Status Quo? Schwierig. Bödensterben, Betriebssterben, sogar Kommissionssterben! Die klassische Landwirtschaft ist in soziale & ökologische Sackgassen geraten. Jahrzehntelanges Streben nach Effizienz und der Wunsch einer Loslösung von natürlichen Zwängen hat ein krankes System zur Folge, welches sich nur noch mit Pestiziden, Dünger und einem allgemein hohem Ressourcenverbauch künstlich am Leben hält. Landwirtschaftliche Anbauflächen schrumpfen, Böden verlieren an Fruchtbarkeit und sind immer häufiger Extremwetterereignissen ausgesetzt; mit gravierenden Folgen für Lebensmittelqualität und auskömmliche Ernten für Landwirt:innen.

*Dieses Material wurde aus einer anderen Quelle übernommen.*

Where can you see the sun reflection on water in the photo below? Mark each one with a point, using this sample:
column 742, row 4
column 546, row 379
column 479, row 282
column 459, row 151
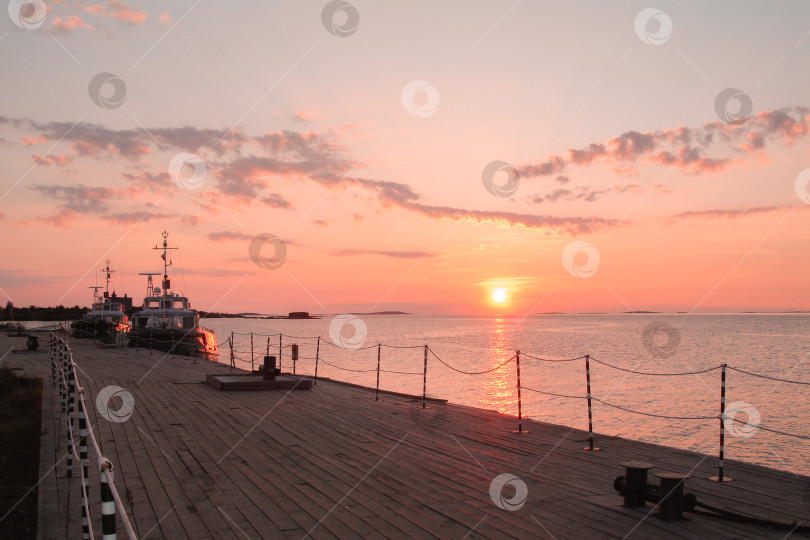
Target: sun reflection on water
column 499, row 388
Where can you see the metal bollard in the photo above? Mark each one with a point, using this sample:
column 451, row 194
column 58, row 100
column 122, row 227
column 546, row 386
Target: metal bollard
column 671, row 502
column 269, row 370
column 633, row 485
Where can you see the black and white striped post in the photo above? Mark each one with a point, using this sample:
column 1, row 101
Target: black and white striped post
column 590, row 407
column 85, row 485
column 720, row 476
column 53, row 360
column 317, row 354
column 520, row 400
column 70, row 406
column 107, row 501
column 424, row 383
column 62, row 381
column 377, row 396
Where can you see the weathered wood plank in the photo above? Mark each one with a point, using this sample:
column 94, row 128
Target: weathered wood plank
column 334, row 463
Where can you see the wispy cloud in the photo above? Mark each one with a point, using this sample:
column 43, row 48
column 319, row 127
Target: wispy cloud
column 729, row 213
column 391, row 254
column 708, row 148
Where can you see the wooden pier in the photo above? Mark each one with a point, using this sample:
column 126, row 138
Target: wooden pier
column 331, row 462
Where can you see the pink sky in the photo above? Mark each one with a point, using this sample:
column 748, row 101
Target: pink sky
column 366, row 150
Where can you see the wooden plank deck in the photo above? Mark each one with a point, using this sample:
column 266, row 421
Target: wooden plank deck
column 330, row 462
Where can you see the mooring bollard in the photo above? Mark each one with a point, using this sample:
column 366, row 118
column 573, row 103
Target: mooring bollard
column 107, row 501
column 633, row 485
column 671, row 501
column 269, row 369
column 230, row 342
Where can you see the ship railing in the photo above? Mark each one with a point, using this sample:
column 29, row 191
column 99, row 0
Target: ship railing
column 72, row 395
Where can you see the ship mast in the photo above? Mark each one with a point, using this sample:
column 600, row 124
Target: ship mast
column 95, row 294
column 109, row 275
column 166, row 261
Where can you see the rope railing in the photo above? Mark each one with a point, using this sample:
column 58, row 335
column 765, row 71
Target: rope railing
column 678, row 374
column 496, row 368
column 62, row 364
column 526, row 355
column 241, row 354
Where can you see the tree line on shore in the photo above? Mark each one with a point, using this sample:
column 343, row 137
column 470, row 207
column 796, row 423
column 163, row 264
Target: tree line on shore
column 34, row 313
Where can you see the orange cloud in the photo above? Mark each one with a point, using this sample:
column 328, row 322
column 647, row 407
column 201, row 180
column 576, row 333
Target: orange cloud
column 59, row 161
column 67, row 25
column 30, row 141
column 95, row 9
column 693, row 150
column 121, row 12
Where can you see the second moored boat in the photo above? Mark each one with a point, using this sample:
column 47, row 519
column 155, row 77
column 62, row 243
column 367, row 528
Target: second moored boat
column 167, row 322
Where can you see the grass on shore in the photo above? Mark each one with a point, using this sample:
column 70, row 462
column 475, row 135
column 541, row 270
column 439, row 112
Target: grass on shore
column 20, row 425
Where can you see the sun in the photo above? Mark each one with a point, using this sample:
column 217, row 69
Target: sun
column 499, row 296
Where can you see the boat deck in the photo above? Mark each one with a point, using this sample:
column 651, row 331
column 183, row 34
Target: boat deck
column 330, row 462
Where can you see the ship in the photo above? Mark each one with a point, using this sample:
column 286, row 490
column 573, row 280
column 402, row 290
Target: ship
column 166, row 321
column 107, row 319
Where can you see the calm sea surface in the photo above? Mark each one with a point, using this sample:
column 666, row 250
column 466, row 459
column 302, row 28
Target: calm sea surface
column 772, row 345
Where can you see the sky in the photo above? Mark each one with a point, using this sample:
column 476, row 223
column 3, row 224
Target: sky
column 330, row 157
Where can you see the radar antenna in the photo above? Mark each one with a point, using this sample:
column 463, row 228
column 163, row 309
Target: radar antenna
column 95, row 293
column 166, row 261
column 149, row 285
column 109, row 275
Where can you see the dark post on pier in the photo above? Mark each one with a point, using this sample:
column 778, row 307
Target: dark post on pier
column 269, row 368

Wie können wir also eine wachsende Weltbevölkerung im Rahmen der planetaren Grenzen ernähren? Die Erde verlassen und Lebensmittel im All / auf dem Mars anbauen klingt naheliegend, sind aber lediglich Spinnereien größenwahnsinniger Kinder in Erwachsenenkörpern. Denn nein, natürlich ist es noch nicht zu spät, hier und heute auf diesem Planeten umzulenken und neue Wege einzuschlagen. Es gibt durchaus spannende visionäre Entwicklungen, die Lebensmittel auf der Erde, aber eben nicht klassischerweise auf dem Acker produzieren – sei es in Hochhäusern, in oder unter Wasser oder gar in Bioreaktoren:
🏢 Vertical Farming: Von Urban Gardening (Gemüse- und Obstanbau Gemeinschaftsgärten) über Indoor Farming (Anbau von Pilzen, Kräutern und Salaten in Restaurants & Supermärkten) bis zum hochskalierten Vertical Farming (großflächiger Anbau in Hochhäusern, ehem. Bunkern o. U-Bahn-Tunneln) – Landwirtschaft wird immer häufiger Stadtwirtschaft und bringt die Lebensmittelproduktion an den Point of Sale (PoS) & Point of Consumption (PoC).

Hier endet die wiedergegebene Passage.